The car-boot man approached her one day when she’d just come out of a shop. If ever she had anything she wanted to get rid of — articles of clothing she had tired of, odds and ends she might dispose of — he’d give her a good price, old or new, it didn’t matter. She went with him to his house and spread out on a table what she had just acquired. He didn’t pay much in spite of what he’d said about a good price, and never has on any of the occasions she has visited him since. He makes an offer, take it or leave it; the best he can do, times are hard. Bearded, with glasses, he has never revealed his name. His house is stuffy, the windows always tightly closed. The money he pays her comes from odd jobs, she tells Albert, who always wants to know where money comes from. Cleaning, she says. Working a price-gun.
‘No, man. No more.’ The last of the black man’s crumbs have been scattered, but the pigeons still crowd his legs. Two weeks he has gone without a drink, he assures the pigeons and the companion who is not present. ‘Honey, that is for you. Honey, I suffer.’
People wait outside the cinemas, drab against the glamour of the posters and the familiar faces of the stars. Georgina Belle could be a star’s name, and Pettie wonders how it came into her thoughts. ‘A total waste that was,’ a cross voice complains, and a couple walk away.

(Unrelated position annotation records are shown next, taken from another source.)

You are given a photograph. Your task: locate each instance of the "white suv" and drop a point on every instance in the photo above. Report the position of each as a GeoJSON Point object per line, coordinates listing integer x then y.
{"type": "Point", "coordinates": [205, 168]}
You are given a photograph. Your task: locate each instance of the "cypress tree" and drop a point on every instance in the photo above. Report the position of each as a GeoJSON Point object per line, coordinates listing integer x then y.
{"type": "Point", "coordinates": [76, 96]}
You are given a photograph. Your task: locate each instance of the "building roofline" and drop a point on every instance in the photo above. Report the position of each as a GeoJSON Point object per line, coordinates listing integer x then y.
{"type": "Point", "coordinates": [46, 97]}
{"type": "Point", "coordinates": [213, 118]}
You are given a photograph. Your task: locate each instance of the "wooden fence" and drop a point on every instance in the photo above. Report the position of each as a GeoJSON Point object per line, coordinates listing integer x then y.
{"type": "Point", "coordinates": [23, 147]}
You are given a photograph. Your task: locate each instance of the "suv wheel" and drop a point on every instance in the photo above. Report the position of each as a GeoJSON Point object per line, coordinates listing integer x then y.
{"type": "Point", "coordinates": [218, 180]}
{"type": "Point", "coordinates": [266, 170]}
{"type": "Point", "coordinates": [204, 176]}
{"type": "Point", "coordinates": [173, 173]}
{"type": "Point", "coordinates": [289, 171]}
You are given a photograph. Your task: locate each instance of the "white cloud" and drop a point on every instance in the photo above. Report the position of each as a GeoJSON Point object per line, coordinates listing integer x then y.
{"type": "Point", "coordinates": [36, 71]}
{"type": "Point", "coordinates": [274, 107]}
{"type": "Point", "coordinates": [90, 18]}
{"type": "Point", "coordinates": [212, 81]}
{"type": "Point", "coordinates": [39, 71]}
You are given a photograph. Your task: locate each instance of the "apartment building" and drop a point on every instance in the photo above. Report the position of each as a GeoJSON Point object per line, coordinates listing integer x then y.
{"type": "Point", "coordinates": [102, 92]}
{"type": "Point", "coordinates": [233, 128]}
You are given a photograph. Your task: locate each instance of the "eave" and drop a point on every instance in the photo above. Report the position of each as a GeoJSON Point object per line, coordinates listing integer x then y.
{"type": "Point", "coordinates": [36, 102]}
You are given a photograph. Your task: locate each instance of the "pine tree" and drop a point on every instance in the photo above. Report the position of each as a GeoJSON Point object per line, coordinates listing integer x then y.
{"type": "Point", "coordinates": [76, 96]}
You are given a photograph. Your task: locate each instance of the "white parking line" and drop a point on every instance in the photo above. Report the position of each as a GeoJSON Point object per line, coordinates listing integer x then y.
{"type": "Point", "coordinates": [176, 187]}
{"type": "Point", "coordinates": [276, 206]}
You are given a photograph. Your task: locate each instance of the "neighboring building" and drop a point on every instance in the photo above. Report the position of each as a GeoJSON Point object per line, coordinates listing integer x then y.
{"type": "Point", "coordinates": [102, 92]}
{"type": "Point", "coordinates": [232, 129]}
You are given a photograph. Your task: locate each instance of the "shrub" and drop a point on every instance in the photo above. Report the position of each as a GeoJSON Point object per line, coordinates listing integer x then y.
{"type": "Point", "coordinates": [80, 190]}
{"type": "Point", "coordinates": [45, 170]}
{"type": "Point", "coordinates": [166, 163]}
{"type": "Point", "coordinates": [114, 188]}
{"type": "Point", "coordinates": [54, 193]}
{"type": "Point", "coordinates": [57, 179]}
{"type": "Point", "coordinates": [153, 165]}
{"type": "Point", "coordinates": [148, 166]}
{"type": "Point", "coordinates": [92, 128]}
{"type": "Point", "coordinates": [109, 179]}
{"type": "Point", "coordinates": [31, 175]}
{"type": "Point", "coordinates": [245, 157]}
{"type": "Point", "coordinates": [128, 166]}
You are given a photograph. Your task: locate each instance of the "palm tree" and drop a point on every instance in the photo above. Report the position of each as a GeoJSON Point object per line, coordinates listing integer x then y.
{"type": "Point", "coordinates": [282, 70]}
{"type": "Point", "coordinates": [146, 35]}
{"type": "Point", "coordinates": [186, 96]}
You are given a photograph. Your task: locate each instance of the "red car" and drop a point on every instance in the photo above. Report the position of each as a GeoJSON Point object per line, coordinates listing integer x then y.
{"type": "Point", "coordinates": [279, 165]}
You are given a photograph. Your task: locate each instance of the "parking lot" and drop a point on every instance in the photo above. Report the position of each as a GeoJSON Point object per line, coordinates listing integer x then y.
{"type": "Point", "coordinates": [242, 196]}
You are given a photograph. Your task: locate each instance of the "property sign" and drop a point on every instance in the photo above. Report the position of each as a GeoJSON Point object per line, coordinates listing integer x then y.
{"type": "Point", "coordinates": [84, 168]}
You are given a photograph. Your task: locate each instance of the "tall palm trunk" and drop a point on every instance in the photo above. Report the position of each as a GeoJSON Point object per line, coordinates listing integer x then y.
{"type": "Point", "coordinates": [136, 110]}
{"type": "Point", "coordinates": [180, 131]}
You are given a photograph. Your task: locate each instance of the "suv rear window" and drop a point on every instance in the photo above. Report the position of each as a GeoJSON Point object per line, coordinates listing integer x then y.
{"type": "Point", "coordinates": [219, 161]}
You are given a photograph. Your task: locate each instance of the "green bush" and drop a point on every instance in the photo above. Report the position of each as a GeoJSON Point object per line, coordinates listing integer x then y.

The grandmother said they’d only minutes ago decided on another arrangement. She would be coming to live in the house herself, to take her daughter’s place as best she could until the baby was older. It was sensible in the circumstances, but Pettie didn’t listen to why that was. The clock in the panelling struck, five o’clock it would have been. The grandmother said something about the heatwave when she held the front door open, then gave her the ten-pound note.
In a Wimpy Bar Pettie squirts tomato ketchup on to chips and grey minced meat. When out to dinner, Miss Rapp’s column laid down, refrain from recounting the details of a hospital operation while other folk are eating. You’d get into the way of things in a house like that one. You’d leave something for Miss Manners, you’d get your grammar right. Blush pink on your fingernails, nothing objectionable, nothing the woman holding the stepladder could sniff at. Magic Touch on any skin defects.
Her Coca-Cola comes. She sips a little, then slowly begins to eat, not registering the taste, nor where she is. She lights her remaining cigarette and crumples up the empty packet. ‘Come downstairs for a sherry,’ he invites, his quiet baby asleep, a rag doll on the pillow. The sherry glasses have long stems, two glasses on a red and gold tray. ‘It suits you, Nanny,’ he says, about the uniform they have given her. Two shades ofblue, with only touches of white, the stockings black. A widower is lonely: that’s there between them. He doesn’t say it; he doesn’t have to; the old woman couldn’t manage it is what he says, too much for her. It’s dark outside, a winter’s evening and the fire is lit.